Women Are Better Investors Than Men, And More Risk Averse

Numerous reports, studies and surveys conclude that in the investing battle of the sexes, women outperform men. However, there’s a caveat for advisors to be aware of. Women are more averse to risk than men.

That jibes with other research finding that men have more of a “gambler’s spirit”, are more given to impulse and more likely to carry debt than women. Add to that, women are better savers than men. Indeed, women are increasingly educated – they make up a sizable majority of current college students in the U.S. – are making more money and are actively financial advice. Those are all positive points for advisors. There’s more and it comes in the form of how women are handling their personal finances.

Put it all together, and it’s clear that advisors should be making efforts to engage more female clients and that these prospects may have the leeway to take on more risk in their portfolios.  Women and investing is one of the foundations of Nancy Tengler’s The Women’s Guide to Successful Investing  was originally published in 2014 and has recently been refreshed.

It’s worth a read by advisors because it explores women outperforming men when it comes to investing though the former often view themselves more as savers than investors.

Advisors Take Heed of Women’s Investing Proficiency

With life expectancies increasing and the possibility of many women living well into their 90s, advisors should help female clients get on the ball when it comes to investing and embracing risk. There are other good reasons advisors need to get involved on these fronts.

“It is no secret that women are increasingly controlling wealth. Estimates suggest that women control more than 50% of all wealth and growing. Importantly, 95% of women will be their family’s primary financial decision maker at some point in their lives,” according a synopsis of Tengler’s book. “Yet recent studies show that Millennial women are deferring financial and investing decisions at a greater pace than Baby Boomer women. Targeted to all women with a clear recognition that though the objectives and needs of this vast segment may not necessarily be homogeneous, women share common challenges when it comes to investing, this book provides clear instruction and a series of Intelligent Investing Rules for women to live by, especially in these times with sticky and persistent inflation and rising interest rates.”

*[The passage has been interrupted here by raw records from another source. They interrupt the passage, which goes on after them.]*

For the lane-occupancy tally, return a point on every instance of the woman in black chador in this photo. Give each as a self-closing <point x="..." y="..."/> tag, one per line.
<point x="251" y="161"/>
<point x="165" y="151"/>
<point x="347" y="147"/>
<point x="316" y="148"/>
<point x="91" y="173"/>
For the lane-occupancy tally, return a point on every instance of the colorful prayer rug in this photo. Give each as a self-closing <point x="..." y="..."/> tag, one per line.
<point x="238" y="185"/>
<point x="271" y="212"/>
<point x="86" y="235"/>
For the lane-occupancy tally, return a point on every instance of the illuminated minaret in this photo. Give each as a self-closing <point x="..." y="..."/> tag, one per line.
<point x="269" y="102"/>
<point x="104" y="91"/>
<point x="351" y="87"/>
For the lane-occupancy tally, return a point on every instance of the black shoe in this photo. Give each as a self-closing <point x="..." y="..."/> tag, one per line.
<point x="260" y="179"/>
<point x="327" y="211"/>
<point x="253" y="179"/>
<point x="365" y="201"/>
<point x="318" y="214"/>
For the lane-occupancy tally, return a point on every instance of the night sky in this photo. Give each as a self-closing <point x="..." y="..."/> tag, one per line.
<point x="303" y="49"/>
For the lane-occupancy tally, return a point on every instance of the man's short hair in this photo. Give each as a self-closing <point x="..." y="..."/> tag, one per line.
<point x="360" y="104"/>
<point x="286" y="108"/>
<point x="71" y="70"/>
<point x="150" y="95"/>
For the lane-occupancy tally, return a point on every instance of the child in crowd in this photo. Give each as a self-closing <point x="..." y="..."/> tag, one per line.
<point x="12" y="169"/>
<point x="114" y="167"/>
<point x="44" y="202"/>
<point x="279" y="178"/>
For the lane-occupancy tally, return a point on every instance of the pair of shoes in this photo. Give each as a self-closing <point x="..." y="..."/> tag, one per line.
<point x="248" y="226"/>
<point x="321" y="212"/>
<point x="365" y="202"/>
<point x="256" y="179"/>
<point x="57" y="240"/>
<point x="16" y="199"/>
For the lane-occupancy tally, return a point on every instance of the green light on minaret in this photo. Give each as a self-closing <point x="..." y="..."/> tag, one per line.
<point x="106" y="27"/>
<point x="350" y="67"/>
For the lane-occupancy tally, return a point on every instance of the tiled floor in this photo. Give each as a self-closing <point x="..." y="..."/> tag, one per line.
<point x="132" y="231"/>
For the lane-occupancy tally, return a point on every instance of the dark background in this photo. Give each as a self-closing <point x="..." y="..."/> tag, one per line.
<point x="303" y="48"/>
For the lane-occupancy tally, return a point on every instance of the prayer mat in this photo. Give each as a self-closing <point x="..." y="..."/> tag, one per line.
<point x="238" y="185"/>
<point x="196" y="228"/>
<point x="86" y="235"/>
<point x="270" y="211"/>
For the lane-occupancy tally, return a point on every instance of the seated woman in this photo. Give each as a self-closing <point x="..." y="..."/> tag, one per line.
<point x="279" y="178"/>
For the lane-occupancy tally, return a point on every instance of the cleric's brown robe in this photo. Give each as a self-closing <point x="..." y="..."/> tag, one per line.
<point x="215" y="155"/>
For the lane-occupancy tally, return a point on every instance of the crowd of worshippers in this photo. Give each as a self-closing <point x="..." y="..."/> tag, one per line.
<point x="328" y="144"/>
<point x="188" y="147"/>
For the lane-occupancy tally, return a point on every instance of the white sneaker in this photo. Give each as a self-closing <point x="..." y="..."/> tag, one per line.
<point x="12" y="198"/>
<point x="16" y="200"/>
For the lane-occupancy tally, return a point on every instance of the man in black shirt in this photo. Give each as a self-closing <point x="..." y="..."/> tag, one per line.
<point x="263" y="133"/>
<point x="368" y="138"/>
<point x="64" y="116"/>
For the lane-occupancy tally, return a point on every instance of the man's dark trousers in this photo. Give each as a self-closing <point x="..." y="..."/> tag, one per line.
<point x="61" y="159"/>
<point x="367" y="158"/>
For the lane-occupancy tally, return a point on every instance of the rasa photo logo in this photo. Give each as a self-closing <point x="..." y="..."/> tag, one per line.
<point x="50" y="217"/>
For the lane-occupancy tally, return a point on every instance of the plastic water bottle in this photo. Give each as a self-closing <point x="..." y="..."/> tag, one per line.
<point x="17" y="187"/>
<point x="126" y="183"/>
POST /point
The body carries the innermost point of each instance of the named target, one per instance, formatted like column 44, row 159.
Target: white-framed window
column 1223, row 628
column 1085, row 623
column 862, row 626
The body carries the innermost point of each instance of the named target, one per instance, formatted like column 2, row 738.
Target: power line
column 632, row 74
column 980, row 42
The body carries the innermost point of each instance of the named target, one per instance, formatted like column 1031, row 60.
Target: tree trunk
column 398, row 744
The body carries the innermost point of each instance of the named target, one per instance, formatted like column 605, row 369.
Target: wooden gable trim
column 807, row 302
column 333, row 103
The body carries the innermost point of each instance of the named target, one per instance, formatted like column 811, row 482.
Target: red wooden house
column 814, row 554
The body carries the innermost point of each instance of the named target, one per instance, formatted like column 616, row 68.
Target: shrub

As Tengler told Lorie Konish of CNBC, some of the other factors that help women outperform men in the investing realm are women being more open-minded, more committed to research and less reliant on beating a benchmark.

All positive points to be sure and factors advisors should embrace. So what’s are the big issues keeping women from reaping more investment rewards?

Helping Women Overcome Nerves

Arguably, the biggest factors confounding women when investing boil down to nerves, including keeping too much capital in cash and persistent feelings that they need more education to get in the game.

Obviously, the latter point is something advisors can help with right off the bat. When it comes to the matter of not deploying enough capital to assets with appreciation potential, math proves why cash needs to be put to work, not sit on the sidelines.

“Having just 5% of an investment portfolio in cash rather than in equities will lower annual total return by 0.30%, according to Tengler. Over a 20-year period, that may result in $30,000 less in growth for a portfolio that started with $100,000, assuming a 9% annual average stock return, reports CNBC.